| |
|
|
"....Yine bir şey yapabildim diyemem hatırana"
GELİBOLU, insana duygu yükleyen bir yarımada. Burası "şehitler coğrafyası." Her yer yemyeşil. Yeşile bakmaya çekiniyorsunuz. Altında hangi şehidin kemiği var acaba diye. Oraya bakıyorsunuz "Türk şehitlik ve anıtları." Şuraya bakıyorsunuz "yabancı mezarlıkları." İleride Seddülbahir. Beride Kilitbahir. Ötede Alçıtepe. Geride, tümü şehit olan 57. Alay'ın huzur içinde yattığı yer.
Savaş alanında, "Gelibolu Yarımadası Tarihi Milli Parkı içinde" bir ilçe (Eceabat) ve 7 de köy var. Tarihle iç içe yaşayan, zeytincilikle, hayvancılıkla uğraşan insanlar. Kapkaç, taciz, gasp, hırsızlık, yankesicilik, yalan, dolan, dedikodu yok. Burası "cennet... Yaşanacak yer."

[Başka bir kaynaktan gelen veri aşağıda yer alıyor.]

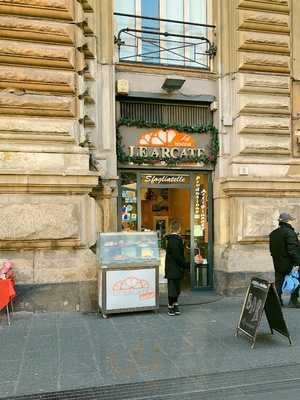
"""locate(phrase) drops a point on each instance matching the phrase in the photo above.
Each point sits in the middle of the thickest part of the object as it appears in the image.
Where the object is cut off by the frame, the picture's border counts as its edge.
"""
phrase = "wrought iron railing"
(164, 41)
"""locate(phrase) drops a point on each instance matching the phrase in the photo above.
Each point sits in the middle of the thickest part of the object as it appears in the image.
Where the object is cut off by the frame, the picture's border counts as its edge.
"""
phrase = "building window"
(168, 113)
(173, 32)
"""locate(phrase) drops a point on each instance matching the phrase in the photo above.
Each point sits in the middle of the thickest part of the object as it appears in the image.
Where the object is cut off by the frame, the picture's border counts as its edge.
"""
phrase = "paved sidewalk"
(59, 351)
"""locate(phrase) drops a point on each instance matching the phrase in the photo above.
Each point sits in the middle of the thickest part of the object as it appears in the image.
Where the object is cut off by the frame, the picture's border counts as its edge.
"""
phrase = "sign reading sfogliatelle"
(150, 179)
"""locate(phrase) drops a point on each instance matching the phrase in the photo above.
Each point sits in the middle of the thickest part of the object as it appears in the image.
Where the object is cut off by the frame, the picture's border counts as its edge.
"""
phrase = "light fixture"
(171, 84)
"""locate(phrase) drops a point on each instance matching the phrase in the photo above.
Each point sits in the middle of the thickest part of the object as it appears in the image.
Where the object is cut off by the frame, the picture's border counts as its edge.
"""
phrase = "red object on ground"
(7, 292)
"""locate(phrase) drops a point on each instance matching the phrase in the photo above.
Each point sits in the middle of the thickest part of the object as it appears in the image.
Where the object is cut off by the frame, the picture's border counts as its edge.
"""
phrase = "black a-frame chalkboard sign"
(261, 296)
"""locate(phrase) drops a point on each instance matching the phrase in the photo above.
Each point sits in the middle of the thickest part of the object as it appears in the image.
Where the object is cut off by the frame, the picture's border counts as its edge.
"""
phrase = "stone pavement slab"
(59, 351)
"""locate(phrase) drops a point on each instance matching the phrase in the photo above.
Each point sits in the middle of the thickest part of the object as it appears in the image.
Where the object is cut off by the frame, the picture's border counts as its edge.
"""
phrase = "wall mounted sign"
(160, 179)
(155, 144)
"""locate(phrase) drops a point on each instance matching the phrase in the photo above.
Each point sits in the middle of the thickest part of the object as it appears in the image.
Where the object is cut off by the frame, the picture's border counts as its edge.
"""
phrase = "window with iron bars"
(169, 113)
(169, 32)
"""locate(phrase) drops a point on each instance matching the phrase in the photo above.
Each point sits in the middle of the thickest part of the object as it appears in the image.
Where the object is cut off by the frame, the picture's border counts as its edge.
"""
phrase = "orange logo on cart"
(166, 138)
(147, 296)
(130, 285)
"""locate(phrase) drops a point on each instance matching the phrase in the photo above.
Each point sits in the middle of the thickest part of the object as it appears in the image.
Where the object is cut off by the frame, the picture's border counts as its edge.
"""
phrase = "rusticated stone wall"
(47, 105)
(259, 169)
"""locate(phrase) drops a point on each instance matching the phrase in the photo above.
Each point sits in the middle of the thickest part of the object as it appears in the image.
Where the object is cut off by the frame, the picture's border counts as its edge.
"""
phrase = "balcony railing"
(164, 41)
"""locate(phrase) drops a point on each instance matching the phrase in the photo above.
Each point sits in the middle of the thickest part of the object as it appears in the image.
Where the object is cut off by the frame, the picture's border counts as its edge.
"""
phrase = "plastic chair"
(7, 293)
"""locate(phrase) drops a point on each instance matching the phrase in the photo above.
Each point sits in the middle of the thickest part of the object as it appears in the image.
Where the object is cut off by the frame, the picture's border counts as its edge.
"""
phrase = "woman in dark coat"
(174, 266)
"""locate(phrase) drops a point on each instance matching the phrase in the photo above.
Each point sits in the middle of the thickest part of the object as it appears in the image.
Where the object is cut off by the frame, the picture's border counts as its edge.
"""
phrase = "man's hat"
(285, 217)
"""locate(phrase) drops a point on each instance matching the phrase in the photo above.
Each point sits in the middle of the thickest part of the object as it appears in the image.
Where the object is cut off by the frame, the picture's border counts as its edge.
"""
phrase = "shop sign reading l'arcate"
(163, 144)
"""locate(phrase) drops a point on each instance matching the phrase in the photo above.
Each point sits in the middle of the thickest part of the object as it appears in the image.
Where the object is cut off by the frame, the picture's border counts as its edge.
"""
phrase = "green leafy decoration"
(210, 157)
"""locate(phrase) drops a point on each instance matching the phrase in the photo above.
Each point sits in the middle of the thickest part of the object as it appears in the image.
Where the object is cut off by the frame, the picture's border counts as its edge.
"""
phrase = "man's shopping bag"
(291, 281)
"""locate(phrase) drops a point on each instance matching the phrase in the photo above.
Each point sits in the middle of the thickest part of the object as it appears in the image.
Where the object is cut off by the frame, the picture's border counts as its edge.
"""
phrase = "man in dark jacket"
(174, 266)
(285, 251)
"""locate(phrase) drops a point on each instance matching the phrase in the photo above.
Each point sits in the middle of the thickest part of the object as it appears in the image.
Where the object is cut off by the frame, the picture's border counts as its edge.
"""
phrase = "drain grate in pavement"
(225, 385)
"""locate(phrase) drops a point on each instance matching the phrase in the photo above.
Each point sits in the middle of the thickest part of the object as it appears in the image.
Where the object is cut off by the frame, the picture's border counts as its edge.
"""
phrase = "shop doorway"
(159, 206)
(150, 200)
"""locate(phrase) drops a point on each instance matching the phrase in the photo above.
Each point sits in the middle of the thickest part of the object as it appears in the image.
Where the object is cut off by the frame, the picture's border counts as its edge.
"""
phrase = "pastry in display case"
(128, 273)
(128, 248)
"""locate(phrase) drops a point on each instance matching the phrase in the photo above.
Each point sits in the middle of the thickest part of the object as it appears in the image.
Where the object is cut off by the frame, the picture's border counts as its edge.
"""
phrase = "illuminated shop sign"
(163, 153)
(149, 179)
(163, 145)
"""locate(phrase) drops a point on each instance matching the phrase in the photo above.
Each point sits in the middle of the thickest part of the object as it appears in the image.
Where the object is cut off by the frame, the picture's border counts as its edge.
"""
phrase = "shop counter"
(128, 273)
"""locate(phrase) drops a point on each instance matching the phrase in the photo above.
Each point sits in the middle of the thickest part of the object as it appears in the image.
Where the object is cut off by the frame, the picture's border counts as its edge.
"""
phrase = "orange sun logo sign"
(166, 138)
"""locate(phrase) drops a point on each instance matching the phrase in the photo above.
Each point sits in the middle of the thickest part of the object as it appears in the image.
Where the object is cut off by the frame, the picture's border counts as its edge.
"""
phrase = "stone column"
(255, 178)
(47, 215)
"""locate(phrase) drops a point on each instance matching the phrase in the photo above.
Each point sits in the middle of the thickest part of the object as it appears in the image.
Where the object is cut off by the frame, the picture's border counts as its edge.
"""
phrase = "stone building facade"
(58, 166)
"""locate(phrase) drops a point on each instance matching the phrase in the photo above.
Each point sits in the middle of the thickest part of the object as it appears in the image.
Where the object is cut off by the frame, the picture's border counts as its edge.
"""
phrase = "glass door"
(201, 265)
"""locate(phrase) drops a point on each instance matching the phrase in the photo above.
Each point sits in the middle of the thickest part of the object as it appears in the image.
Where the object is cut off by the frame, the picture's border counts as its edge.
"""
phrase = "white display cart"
(129, 270)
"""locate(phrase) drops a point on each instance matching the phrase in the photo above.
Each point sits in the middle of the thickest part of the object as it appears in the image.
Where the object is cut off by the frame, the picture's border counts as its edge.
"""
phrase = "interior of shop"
(153, 208)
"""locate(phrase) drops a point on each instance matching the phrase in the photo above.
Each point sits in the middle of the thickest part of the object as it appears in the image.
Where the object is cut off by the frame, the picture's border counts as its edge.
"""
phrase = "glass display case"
(128, 274)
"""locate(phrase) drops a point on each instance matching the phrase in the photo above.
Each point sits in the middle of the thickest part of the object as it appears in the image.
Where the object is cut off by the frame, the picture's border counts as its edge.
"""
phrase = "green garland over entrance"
(208, 158)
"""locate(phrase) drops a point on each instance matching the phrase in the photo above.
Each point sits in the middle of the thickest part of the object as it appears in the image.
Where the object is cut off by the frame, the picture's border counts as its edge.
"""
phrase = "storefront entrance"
(149, 200)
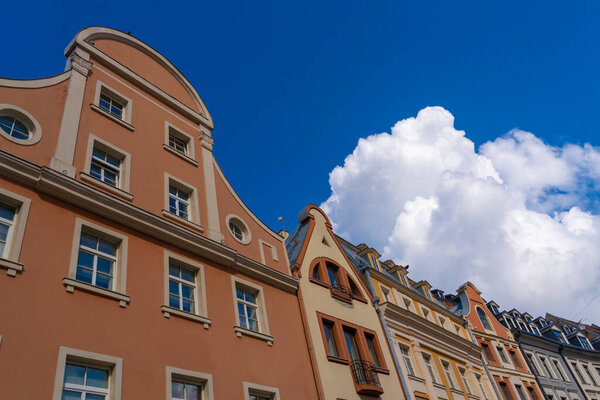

Eskiden gelip, ormanın içindeki Behramlı Şehitliği' nin içler acısı halini görür kahrolurduk. Şahindere Şehitliği "tarlaydı." Anafartalar Şehitliği "haraptı." Ama "yabancı mezarlıkları" güllük gülistanlıktı.
6-7 yıldır büyük bir "devlet projesi" uygulanıyor. Şehitliklerimiz "ihya ediliyor." Anıtlarıyla, ibadet yerleriyle, çeşmeleriyle. Ve her şehide bir gül projesiyle.
60 bin şehidimizle ilgili "veri tabanına" ulaşılmış. Bir yakınınız varsa "şehitliğini" görebilirsiniz. Örneğin: Bolu'dan Durmuş oğlu Nuri. (1891-1915) Bodrum'dan Mustafa oğlu Osman. (1892-1915) Ve 17 yaşında bir gül bahçesine girercesine Gelibolu'da şehit olan bir fidan: Sakarya'dan Mehmet oğlu İbrahim. (1898-1915) Uzunköprü'den Dimitri oğlu Vasili de var. Osmaniye'den Evadis oğlu Çerkes de. Hepsi de "ay yıldızın gölgesinde" yatıyorlar.
Devlet, özel sektör, şahıslar, Koç, İbrahim Bodur, OPET... Ve diğerleri. Herkes "ucundan" tutmuş. Şehitler coğrafyası için her şey yapılıyor. Ama şairin dediği gibi: "....Yine bir şey yapabildim diyemem hatırana."